最近のファイナンシャルタイムズ紙がヘッジファンドの最近の状況について簡単な記事を書いている。

タイトルは「ヘッジファンドのリターンはキャッシュ並」である。以下ポイント。

Ø          ヘッジファンドは2005年度失望させられるスタートを切っている。ヘッジファンドの平均リターンは第1四半期でたった1%である。米国または欧州の投資家にとってこれはキャッシュのリターンとほとんど変らない。英国の投資家なら貯蓄銀行に預金しておいた方が良かっただろう。

Ø          4月も又厳しい月になるだろう。ヘッジファンド調査会社アレンブリッジ社によれば、マネージドフーチャー(商品先物)ファンドが大きな損失を出している。CTA(商品先物業者)は第1四半期で4.3%の損失を出している。このCTAの分類にはAHL(最大級のヘッジファンド会社・マングループの一部門)やアスペクトグループのように最も良く知られたヘッジファンドを含んでいる。彼等は広範な資産についてコンピュータモデルで取引を行っている。しかし今年については米国国債が下落の前に急上昇する等市場がまとまりのない動きをしている。

Ø          しかしアレンブリッジ社によれば、市場のボラティリティ上昇は中期的にはヘッジファンドにプラスに働くと言う。ヘッジファンド業界は昨年初めボラティリティが低かったので大きなリターンを上げることが困難だったが、ブッシュ大統領再選に向けて市場でラリーがあったので回復した。

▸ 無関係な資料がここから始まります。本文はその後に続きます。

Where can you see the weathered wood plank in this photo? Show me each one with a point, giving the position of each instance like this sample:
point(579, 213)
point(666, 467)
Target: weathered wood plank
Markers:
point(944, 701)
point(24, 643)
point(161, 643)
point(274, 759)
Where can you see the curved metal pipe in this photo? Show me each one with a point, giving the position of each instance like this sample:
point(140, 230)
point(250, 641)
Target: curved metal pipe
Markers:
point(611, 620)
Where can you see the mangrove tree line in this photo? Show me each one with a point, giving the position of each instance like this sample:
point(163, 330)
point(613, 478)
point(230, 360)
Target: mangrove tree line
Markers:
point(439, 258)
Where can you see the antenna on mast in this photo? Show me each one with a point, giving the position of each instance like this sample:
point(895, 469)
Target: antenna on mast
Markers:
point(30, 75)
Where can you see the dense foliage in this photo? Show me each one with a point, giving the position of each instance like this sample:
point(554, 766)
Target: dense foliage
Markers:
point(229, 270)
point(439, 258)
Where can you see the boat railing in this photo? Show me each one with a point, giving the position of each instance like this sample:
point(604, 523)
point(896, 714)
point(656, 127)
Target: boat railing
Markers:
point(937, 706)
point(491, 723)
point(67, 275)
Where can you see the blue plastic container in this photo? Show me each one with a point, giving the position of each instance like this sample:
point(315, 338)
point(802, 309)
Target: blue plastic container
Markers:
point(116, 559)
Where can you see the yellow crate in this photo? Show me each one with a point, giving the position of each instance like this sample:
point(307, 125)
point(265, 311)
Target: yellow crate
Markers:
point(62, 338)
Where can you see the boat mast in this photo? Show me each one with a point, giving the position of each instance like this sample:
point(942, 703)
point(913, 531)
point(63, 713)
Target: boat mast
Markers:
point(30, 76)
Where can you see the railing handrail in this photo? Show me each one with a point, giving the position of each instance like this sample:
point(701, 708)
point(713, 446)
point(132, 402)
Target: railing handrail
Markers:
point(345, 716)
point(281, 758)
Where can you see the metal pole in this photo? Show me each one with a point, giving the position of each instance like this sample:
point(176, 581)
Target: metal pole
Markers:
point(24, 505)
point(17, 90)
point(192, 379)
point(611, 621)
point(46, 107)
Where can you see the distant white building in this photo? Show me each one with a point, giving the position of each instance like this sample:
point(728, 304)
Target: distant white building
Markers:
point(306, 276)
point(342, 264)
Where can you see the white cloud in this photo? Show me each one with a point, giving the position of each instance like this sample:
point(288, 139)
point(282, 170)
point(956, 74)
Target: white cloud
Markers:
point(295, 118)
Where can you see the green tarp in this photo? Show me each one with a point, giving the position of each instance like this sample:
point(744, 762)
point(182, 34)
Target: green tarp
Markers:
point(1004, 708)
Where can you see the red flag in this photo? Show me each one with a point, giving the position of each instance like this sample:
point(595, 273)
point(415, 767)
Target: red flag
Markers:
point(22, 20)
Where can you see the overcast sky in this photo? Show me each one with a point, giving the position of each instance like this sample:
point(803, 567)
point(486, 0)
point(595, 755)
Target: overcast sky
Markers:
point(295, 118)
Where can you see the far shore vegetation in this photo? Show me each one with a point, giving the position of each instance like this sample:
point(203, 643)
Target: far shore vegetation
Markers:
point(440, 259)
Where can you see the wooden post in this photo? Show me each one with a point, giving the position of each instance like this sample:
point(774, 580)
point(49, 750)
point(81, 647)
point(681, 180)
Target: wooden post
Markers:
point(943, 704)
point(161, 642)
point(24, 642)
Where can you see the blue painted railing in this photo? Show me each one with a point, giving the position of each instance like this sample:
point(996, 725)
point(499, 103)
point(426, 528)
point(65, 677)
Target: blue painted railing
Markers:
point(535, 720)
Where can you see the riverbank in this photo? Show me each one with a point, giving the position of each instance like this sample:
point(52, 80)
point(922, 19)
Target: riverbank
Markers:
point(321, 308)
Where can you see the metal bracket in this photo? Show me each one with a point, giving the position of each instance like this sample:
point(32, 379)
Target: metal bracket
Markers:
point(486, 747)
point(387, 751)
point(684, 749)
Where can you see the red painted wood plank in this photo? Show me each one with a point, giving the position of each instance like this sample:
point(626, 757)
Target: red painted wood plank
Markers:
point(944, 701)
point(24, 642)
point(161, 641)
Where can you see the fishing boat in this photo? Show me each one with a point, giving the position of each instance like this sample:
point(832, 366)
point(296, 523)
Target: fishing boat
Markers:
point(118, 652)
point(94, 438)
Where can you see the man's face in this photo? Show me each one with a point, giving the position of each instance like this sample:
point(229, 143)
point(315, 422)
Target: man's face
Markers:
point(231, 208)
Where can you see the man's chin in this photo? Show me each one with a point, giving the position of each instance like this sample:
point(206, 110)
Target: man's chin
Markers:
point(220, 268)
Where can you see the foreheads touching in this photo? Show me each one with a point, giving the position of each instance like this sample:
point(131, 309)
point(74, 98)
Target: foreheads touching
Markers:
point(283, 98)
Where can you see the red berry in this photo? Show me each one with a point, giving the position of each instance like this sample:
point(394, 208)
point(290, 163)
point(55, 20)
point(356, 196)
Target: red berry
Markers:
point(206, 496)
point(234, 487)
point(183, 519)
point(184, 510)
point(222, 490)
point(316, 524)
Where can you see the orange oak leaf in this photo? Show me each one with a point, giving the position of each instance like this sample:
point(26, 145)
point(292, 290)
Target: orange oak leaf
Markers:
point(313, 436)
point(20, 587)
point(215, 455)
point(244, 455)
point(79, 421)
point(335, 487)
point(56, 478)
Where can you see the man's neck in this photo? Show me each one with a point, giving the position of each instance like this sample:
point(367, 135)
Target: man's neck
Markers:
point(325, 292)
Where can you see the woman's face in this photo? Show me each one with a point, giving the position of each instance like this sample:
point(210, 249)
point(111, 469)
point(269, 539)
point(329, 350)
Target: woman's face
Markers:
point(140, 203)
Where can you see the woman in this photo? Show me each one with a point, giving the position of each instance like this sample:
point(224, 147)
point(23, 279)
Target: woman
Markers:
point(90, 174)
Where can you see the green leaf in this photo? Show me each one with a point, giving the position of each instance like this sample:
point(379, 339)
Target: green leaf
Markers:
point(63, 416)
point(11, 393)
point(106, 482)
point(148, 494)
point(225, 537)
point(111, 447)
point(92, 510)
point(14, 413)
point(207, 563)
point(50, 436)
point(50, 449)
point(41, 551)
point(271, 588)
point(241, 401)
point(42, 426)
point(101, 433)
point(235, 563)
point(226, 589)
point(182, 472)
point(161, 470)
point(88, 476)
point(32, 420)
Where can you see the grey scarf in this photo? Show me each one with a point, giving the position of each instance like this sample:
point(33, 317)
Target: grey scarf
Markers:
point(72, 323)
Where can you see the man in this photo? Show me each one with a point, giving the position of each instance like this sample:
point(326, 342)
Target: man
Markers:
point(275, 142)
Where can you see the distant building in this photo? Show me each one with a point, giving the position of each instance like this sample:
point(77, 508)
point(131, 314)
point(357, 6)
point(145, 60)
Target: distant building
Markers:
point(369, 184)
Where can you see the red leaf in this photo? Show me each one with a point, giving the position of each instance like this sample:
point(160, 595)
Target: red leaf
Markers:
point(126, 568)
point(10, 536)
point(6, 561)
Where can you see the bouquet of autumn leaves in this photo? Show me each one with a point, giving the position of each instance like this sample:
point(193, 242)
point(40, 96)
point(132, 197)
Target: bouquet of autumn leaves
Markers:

Ø          1四半期に苦戦しているもう一つの分野は、転換社債アービトラージファンドである。彼等は第1四半期に平均で2.9%の損失を出した。あるファンドオブファンズ・マネージャーによれば、信用スプレッドの拡大と投資家への償還で損失を蒙ったということだ。

Ø          しかし総てが悪いニュースばかりではない。ショート・ポジションに賭けたファンドは第1四半期に7.8%のリターンを上げている。またエマージング市場ファンドも3月に損失を出したが、第1四半期を通しては3%以上のリターンを上げている。

Ø          2000年から2002年の株式投資リターンの不振により、機関投資家のヘッジファンドへの関心が高まっている。しかしヘッジファンドへの大量の資金の流入は収益機会を減少させるかもしれない。アレンブリッジ社によれば「余りにも多くの資金が余りにも早いペースでヘッジファンドに流れ込んでいる」ということだ。